Da un accertamento «sembra che mia madre non abbia più diritto all'alloggio» popolare in cui abita, ma lei «ha adito le vie legali perché ritiene di averne diritto». Era stata la stessa vicepresidente M5S del Senato, Paola Taverna, il 9 ottobre scorso, a commentare così in un video su Facebook le polemiche nate sulla casa popolare che la madre abitava nella Capitale.
Oggi è stato un giudice - Roberta Nardone, della sesta sezione del tribunale civile di Roma - a certificarlo con una sentenza: la signora Graziella Bartolucci, madre 80enne della senatrice, non ha diritto ad abitare quella casa Ater del quartiere Alessandrino-Quarticciolo di Roma, e dovrà riconsegnarla. E le opposizioni dal Pd a Fdi vanno all'attacco chiedendo alla sindaca Virginia Raggi di procedere con celerità allo sgombero.
La vicenda di quella casa, fin dall'inizio, è diventata un 'caso politico'. Il procedimento di decadenza dall'assegnazione dell'alloggio partì a fine 2014, dopo accertamenti condotti dall'Ater di Roma. Emerse che la signora Bartolucci non aveva più diritto ad abitare quella casa perché i beni del suo nucleo familiare superavano i limiti previsti per l'assegnazione degli alloggi popolari. Da quel momento sono passati più di 4 anni, tra deduzioni, controdeduzioni e carteggi vari.
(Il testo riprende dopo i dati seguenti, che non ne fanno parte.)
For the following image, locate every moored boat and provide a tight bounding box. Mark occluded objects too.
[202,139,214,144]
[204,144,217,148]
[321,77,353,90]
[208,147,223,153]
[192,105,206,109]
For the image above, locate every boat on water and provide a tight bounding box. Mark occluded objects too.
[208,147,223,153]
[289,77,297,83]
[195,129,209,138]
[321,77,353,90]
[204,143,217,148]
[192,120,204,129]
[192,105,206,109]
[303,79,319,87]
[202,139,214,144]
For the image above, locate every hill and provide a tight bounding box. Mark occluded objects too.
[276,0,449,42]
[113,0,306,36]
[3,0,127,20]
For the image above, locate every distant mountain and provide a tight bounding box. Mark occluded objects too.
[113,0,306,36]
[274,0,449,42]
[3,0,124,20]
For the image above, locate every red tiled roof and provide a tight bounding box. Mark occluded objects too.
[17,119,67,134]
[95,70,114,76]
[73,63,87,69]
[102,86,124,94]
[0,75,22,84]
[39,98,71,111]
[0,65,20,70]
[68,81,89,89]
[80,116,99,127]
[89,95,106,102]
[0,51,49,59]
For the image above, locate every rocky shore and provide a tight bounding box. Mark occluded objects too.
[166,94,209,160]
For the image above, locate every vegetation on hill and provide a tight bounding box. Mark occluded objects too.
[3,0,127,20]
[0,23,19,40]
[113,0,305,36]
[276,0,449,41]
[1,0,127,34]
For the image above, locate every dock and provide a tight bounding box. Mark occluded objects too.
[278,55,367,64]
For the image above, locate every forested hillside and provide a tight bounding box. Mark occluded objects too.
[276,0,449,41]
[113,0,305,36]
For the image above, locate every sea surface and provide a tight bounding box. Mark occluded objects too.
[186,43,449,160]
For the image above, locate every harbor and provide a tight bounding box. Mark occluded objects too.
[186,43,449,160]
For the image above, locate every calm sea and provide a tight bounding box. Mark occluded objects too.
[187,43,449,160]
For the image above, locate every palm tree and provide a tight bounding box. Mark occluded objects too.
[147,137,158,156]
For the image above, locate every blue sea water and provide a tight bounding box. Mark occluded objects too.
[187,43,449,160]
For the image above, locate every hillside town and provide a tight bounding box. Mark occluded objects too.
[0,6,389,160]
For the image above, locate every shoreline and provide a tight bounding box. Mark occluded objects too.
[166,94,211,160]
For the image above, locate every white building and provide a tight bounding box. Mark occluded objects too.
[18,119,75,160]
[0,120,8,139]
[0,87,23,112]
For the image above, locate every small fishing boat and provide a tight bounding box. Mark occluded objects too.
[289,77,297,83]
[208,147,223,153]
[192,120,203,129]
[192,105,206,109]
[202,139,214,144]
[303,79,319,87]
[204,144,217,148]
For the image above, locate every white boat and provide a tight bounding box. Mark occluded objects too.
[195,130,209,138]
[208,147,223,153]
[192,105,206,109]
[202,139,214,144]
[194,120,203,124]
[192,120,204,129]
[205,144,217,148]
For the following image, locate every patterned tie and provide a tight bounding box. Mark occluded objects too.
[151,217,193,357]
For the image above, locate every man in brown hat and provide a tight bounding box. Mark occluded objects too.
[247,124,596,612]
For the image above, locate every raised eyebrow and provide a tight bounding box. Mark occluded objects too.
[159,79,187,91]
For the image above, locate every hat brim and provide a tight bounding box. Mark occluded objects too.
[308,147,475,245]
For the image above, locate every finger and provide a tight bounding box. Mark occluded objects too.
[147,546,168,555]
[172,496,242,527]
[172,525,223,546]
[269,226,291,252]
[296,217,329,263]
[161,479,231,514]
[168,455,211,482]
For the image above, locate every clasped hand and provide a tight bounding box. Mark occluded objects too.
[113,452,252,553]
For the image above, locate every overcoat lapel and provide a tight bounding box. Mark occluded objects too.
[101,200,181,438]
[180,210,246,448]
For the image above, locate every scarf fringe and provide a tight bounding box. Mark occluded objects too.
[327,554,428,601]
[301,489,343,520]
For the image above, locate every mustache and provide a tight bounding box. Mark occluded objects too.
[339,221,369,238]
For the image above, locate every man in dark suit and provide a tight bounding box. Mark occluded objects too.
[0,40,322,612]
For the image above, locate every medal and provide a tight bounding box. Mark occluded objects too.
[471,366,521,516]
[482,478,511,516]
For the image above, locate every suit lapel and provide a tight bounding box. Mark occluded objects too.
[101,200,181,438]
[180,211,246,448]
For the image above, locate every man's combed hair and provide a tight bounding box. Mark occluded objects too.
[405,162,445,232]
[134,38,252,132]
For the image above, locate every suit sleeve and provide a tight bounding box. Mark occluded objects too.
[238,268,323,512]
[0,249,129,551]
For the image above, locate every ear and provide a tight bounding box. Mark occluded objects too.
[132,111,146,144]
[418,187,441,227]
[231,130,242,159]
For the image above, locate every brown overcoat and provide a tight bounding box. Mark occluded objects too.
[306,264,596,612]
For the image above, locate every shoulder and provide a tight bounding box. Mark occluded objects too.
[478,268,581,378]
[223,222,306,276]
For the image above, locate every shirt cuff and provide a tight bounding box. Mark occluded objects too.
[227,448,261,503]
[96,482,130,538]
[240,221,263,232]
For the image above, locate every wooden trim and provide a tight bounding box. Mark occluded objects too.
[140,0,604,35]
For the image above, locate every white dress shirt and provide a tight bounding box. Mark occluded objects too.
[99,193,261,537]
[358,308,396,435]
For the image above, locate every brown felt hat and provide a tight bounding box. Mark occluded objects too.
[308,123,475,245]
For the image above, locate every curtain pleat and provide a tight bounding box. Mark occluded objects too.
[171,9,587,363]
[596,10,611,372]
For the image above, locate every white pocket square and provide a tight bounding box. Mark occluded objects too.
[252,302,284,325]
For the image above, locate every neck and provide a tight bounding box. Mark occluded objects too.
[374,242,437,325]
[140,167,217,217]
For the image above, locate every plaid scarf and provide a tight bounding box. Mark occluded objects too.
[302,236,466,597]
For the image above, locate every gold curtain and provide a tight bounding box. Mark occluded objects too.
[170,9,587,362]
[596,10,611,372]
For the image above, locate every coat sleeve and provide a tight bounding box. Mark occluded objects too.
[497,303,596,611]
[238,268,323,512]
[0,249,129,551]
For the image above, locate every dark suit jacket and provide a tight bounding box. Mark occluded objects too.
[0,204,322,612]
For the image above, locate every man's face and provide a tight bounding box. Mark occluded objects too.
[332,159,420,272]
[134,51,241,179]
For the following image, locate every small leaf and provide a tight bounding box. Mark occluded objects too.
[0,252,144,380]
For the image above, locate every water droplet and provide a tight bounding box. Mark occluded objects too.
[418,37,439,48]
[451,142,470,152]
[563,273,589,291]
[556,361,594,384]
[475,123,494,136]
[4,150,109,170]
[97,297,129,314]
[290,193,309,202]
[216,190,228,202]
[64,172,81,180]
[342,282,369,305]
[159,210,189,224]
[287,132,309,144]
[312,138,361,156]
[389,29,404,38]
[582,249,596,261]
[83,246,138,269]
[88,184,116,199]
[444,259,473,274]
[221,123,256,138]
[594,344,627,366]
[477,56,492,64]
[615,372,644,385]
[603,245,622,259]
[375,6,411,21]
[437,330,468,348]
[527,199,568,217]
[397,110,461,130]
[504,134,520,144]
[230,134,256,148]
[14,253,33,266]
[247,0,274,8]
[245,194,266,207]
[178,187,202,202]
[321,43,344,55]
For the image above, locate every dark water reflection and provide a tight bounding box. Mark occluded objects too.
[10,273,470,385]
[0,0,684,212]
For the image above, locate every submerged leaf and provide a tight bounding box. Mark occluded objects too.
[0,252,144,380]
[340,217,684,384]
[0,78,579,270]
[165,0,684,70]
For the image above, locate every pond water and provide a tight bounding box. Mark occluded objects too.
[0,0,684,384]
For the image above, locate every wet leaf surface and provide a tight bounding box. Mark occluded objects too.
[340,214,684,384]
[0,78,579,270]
L'incertezza immediata su cosa potesse accadere - visto che era stato proposto ricorso al tribunale civile - è stata dissipata oggi, con il dispositivo di una sentenza della quale si attendono le motivazioni, ma che già scrive una parola tombale: nessun diritto ad abitare quella casa (e adesso spetta ad Ater e Comune intervenire), con condanna anche a pagare le spese di lite. Ieri, l'udienza di precisazione delle conclusioni prima della decisione.
La difesa ha tentato un'ultima carta, chiedendo la revoca dell'ordinanza di sfratto in quanto «risulta pacifico oltre che provato documentalmente che la signora Taverna a far data dal matrimonio (1998) non risiedeva più con la madre nell'immobile di cui è causa e non faceva più parte, di fatto, del nucleo familiare della medesima». Questo emerge dal verbale di udienza; in una frase, si è tentata nuovamente la strada del nucleo familiare e dei requisiti per ottenere una casa popolare. Poi, la camera di consiglio e la decisione di oggi.
«Bastava il buonsenso, e non il Tribunale, per sapere che si trattava di una occupazione abusiva. E dire che si definivano il partito degli onesti, ora sono quelli dei privilegi difesi in ogni modo», il commento della senatrice Pd Teresa Bellanova. «Chi la fa l'aspetti, proprio i grillini sempre così solerti a sbandierare il vessillo della trasparenza stavolta pagano dazio e vengono beccati in castagna. Adesso che tutto è chiaro, ovvero che non ci sono i presupposti per abitare in quell'alloggio popolare, attendiamo che la sindaca Raggi proceda allo sgombero della casa occupata abusivamente», quello del capogruppo Fdi in Campidoglio, Andrea De Priamo.